The Muizenberg youth project, which was established last year, teaches children about indigenous plants in Muizenberg Park.

The park is currently being restored by the Friends of Muizenberg Park, a community-based organisation established in 2014 to promote the public enjoyment, conservation and sound management of the park.

The Friends aim to create a safe green space for the enjoyment of all, encourage more people to use the park in a positive way and conserve critically endangered fynbos in the park.

The youth project was created as a way to give children a chance to be part of something constructive, says project director Barbara Meyer.

“There are a lot of children living in flats in the area who often play unsupervised in the streets because their parents are at work during the day. These children are more susceptible to negative influences in the area like drugs and truancy. Also, Muizenberg is a mixed economic area, with some very affluent and some very poor children living close to each other but not knowing each other. This is a chance for all children to play together and to be part of constructive activities without the obstacles of expensive holiday programmes.

“There are other youth programmes but they focus on children in surrounding townships, so often local children don’t get the chance to join in on the benefits of these ­programmes.”

Around 30 children, from five to 14 years old, attend the sessions on Friday ­afternoons.

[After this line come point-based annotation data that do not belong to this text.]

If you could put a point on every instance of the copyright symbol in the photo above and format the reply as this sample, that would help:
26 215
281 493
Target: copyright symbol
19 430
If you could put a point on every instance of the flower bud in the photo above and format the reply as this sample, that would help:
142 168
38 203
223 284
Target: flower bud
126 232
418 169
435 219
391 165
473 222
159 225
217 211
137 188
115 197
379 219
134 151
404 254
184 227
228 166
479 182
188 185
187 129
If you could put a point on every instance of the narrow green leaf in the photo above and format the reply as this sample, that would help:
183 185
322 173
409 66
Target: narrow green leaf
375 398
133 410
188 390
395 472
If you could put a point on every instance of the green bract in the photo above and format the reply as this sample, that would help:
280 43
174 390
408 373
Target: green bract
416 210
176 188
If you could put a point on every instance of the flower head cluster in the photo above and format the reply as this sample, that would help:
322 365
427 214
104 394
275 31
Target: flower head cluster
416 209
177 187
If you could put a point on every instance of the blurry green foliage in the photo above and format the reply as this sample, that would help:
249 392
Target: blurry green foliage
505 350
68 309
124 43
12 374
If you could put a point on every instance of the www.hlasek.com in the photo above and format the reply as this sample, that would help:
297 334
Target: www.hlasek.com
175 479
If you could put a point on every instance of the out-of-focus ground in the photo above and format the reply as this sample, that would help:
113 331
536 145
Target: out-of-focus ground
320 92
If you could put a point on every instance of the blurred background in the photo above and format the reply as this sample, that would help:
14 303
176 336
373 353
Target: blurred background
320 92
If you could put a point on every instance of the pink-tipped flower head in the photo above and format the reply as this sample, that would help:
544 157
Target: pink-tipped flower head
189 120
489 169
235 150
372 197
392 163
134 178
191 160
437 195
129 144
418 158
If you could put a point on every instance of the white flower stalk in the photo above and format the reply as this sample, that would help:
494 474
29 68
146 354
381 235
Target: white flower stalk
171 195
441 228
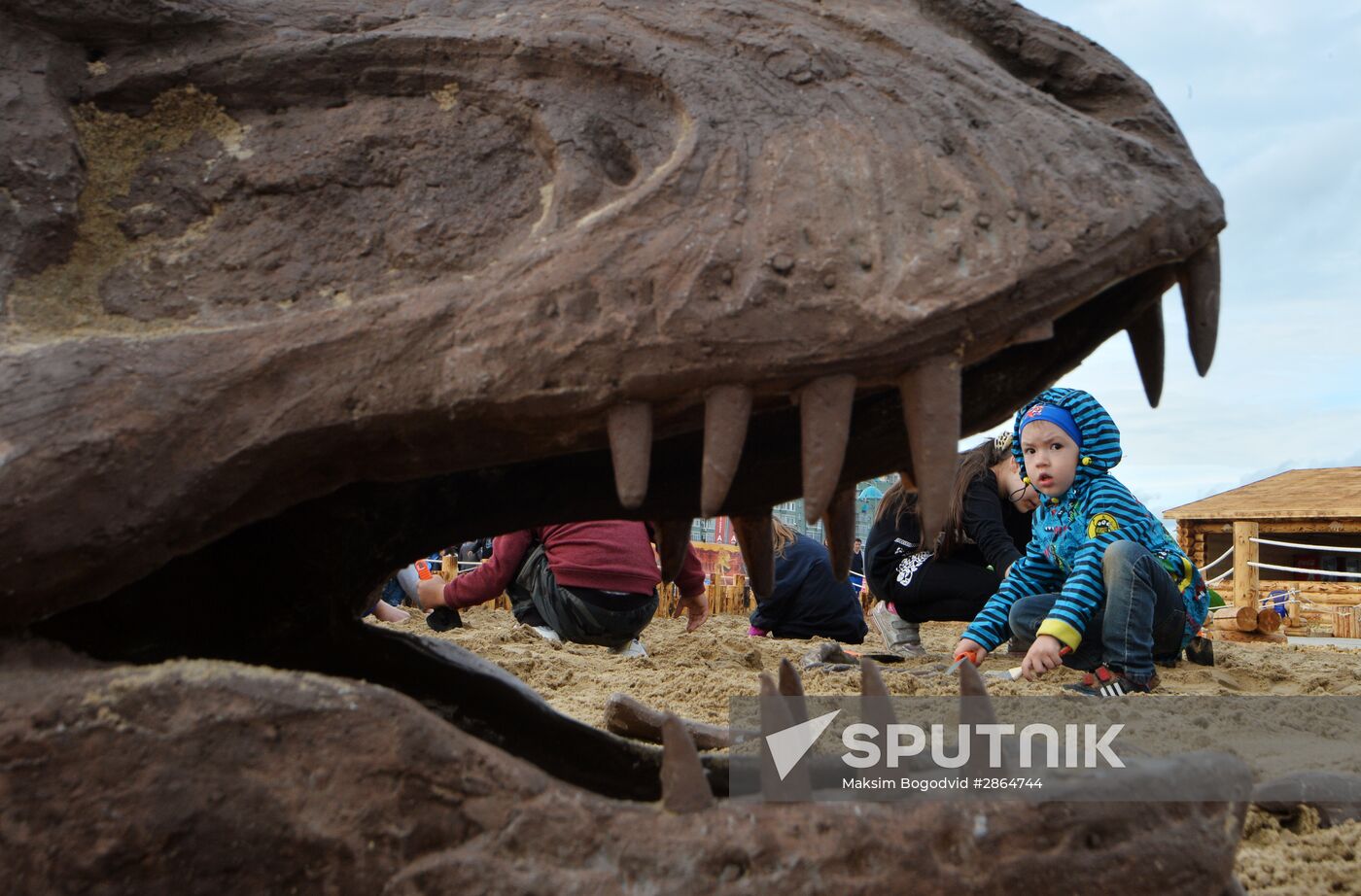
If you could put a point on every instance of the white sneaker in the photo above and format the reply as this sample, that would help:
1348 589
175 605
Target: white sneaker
898 636
547 634
632 649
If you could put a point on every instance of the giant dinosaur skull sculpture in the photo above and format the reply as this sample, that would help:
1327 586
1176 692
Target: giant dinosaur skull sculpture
316 287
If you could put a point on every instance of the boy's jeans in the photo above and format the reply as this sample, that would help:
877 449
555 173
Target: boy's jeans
1142 619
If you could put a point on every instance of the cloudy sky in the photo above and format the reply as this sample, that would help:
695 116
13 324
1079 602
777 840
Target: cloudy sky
1269 97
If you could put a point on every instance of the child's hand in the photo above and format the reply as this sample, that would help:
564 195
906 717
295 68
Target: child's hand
970 646
431 592
1044 654
696 609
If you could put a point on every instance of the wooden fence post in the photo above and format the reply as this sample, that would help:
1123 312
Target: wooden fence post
1244 575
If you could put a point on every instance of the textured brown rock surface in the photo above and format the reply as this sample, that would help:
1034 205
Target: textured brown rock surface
208 776
367 272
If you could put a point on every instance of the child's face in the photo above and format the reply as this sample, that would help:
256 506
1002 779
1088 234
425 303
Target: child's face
1051 457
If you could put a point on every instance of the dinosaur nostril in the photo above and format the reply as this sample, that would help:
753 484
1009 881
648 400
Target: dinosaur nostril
614 155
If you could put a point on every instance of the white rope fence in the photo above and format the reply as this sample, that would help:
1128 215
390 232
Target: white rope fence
1306 547
1283 569
1295 569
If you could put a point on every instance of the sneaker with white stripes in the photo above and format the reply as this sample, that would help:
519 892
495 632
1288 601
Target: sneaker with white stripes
630 649
898 636
1102 683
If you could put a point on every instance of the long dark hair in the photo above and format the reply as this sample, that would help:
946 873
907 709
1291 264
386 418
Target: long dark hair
898 500
972 464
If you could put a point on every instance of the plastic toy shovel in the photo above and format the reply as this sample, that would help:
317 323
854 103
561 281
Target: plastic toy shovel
1010 674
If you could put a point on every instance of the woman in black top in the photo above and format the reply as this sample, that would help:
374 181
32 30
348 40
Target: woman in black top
986 532
807 600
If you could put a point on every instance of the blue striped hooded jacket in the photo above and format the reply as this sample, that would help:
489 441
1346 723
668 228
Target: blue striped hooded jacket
1070 534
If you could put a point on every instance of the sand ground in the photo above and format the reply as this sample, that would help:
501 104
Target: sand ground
693 674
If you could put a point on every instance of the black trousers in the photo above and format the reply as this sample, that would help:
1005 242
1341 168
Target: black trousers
538 600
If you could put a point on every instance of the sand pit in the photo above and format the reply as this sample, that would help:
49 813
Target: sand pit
694 674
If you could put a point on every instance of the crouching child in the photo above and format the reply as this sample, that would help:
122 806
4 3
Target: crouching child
1102 586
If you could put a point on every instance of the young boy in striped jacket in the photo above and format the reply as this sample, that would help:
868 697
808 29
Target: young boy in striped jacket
1102 586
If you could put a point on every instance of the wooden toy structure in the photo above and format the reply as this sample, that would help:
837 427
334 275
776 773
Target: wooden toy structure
1286 542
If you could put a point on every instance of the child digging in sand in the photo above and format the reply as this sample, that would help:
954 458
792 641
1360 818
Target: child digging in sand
1101 576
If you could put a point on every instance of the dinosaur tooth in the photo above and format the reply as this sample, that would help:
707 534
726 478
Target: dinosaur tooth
1200 279
630 449
1147 343
975 704
673 537
791 685
755 538
975 710
725 414
840 528
875 707
825 426
931 411
775 717
683 783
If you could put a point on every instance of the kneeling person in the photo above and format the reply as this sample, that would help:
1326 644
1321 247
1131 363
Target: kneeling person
585 582
1101 576
807 600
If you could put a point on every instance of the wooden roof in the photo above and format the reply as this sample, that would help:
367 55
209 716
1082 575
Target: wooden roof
1319 494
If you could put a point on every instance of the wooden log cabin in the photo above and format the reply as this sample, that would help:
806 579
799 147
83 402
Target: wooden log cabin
1313 515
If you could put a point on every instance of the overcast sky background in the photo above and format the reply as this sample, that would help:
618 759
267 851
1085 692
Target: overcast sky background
1269 97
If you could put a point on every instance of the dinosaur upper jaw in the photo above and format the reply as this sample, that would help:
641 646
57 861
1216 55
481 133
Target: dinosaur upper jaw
401 279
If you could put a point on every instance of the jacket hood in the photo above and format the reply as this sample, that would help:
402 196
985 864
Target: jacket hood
1099 434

“The Friday sessions are facilitated by environmentalists Karel Lewy-Phillips and Victoria Burnett, who are committee members of the Friends of Muizenberg Park’s biodiversity team. Ann Gill, a local resident, teaches the kids about poisonous, useful, edible and medicinal plants that grow in the park,” says Meyer.

The children learn about biodiversity, to identify alien and indigenous plants and that alien plants can be bad for the environment because they take too much water and indigenous plants suffer.

They are also taught fire safety and that fynbos must be burnt down every 15 to 20 years to grow better.

“Children know that there is an affordable and safe place to come to on Fridays, where they can go out and have fun in a constructive and supervised way. They also get to know different children in the area they would not have usually played with,” explains Meyer.

“Children get to learn about the park, instead of just playing in it. A lot of the work is covered at school, but in a classroom environment. Here, children get to work with the plants they usually just see in a book.”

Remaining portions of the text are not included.